Masern in Berlin: „Muss erst wieder ein Baby sterben?“

Berliner Kinderärzte sind besorgt: Sie dürfen Eltern nicht mehr gegen Masern impfen, obwohl ungeimpfte Eltern ein Risiko für Kinder darstellen. Sozialsenator Mario Czaja will das ändern.

Von Sandra Dassler

Berlins Kinderärzte sind besorgt und entrüstet. Ab Januar 2016 dürfen sie erneut nur noch Kinder gegen Masern impfen, nicht aber deren Eltern. Diese Möglichkeit war ihnen im Frühjahr auf Drängen von Sozialsenator Mario Czaja (CDU) von der Kassenärztlichen Vereinigung (KV) eingeräumt worden. Grund war die Masernepidemie in Berlin, bei der sich Tausende infizierten und ein Kind starb.

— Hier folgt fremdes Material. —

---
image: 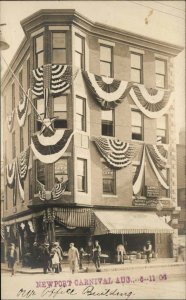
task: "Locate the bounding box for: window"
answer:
[155,59,167,88]
[52,32,66,64]
[20,127,24,152]
[12,131,16,158]
[100,45,113,77]
[101,110,114,136]
[76,96,86,131]
[102,163,116,195]
[19,70,23,99]
[36,160,45,185]
[36,99,45,131]
[28,169,33,200]
[156,116,168,144]
[54,158,68,190]
[12,83,15,110]
[132,110,143,141]
[27,58,30,89]
[54,95,67,129]
[77,158,87,192]
[131,53,143,83]
[75,34,85,69]
[35,35,44,68]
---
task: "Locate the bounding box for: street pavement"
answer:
[1,261,186,300]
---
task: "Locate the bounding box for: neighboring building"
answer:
[2,10,182,259]
[177,130,186,235]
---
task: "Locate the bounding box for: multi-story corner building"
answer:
[2,10,182,260]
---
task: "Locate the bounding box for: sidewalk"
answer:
[1,258,185,274]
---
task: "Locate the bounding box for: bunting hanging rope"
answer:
[17,147,30,181]
[6,161,16,189]
[146,147,169,190]
[7,110,15,132]
[31,129,74,164]
[130,84,174,118]
[133,146,145,195]
[83,71,132,109]
[16,95,28,127]
[93,137,135,169]
[146,145,168,169]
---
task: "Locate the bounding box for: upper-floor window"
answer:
[102,163,116,195]
[35,35,44,68]
[75,34,85,69]
[12,83,15,110]
[100,45,113,77]
[131,110,143,141]
[54,158,68,190]
[156,115,168,144]
[20,127,24,152]
[131,52,143,83]
[155,58,167,88]
[52,32,66,64]
[19,70,23,99]
[77,158,87,192]
[54,95,67,129]
[76,96,86,131]
[101,110,114,136]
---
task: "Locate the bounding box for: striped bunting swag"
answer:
[52,180,68,200]
[16,95,28,127]
[31,129,74,164]
[130,84,174,118]
[7,110,14,132]
[93,137,134,169]
[6,161,16,189]
[56,207,91,227]
[83,71,132,110]
[32,66,44,96]
[17,147,30,181]
[146,145,168,169]
[51,65,72,95]
[36,180,46,201]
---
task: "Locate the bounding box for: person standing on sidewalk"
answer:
[7,243,17,276]
[143,241,152,263]
[93,241,101,272]
[68,243,79,274]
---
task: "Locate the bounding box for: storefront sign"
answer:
[146,185,159,198]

Ein Grund für den Ausbruch der Krankheit war die Impfskepsis mancher Eltern. Dabei können Masern Lungen- oder Gehirnentzündungen hervorrufen – und die tödliche Spätkomplikation SSPE. „Deshalb ist es wichtig, dass Eltern gleich mitgeimpft werden können“, sagt Ulrich Fegeler vom Verband der Kinder- und Jugendärzte. „Nach der Masernepidemie ist vor der Masernepidemie. Eine neue kann jederzeit wieder ausbrechen.“ Dass die KV den Kinderärzten jetzt wieder die Impfung der Eltern verbiete und bei Zuwiderhandlung sogar mit Regressen drohe, sei nicht nachvollziehbar, sagt Fegeler.

Erwachsene nur in Notsituation impfen

Die KV beruft sich auf das Sozialgesetzbuch, nach dem ein Vertragsarzt nur in seinem Fachgebiet tätig sein dürfe. „Dies ist schon immer so gewesen“, sagt eine KV-Sprecherin. Kinderärzte dürfen keine Erwachsenen impfen, es sei denn in einer Notsituation: „Nach dem Ende der Notsituation müssen wir uns wieder an die gängige Rechtsprechung halten.“

Das sieht nicht nur die Ärztekammer Berlin anders. Einer Umfrage der „Ärztezeitung" zufolge erlauben die Kassenärztlichen Vereinigungen in Niedersachsen, Hamburg, Brandenburg, Saarland, Thüringen, Sachsen, Sachsen-Anhalt, Mecklenburg-Vorpommern und Rheinland-Pfalz die Impfung Erwachsener durch Kinder- und Jugendärzte.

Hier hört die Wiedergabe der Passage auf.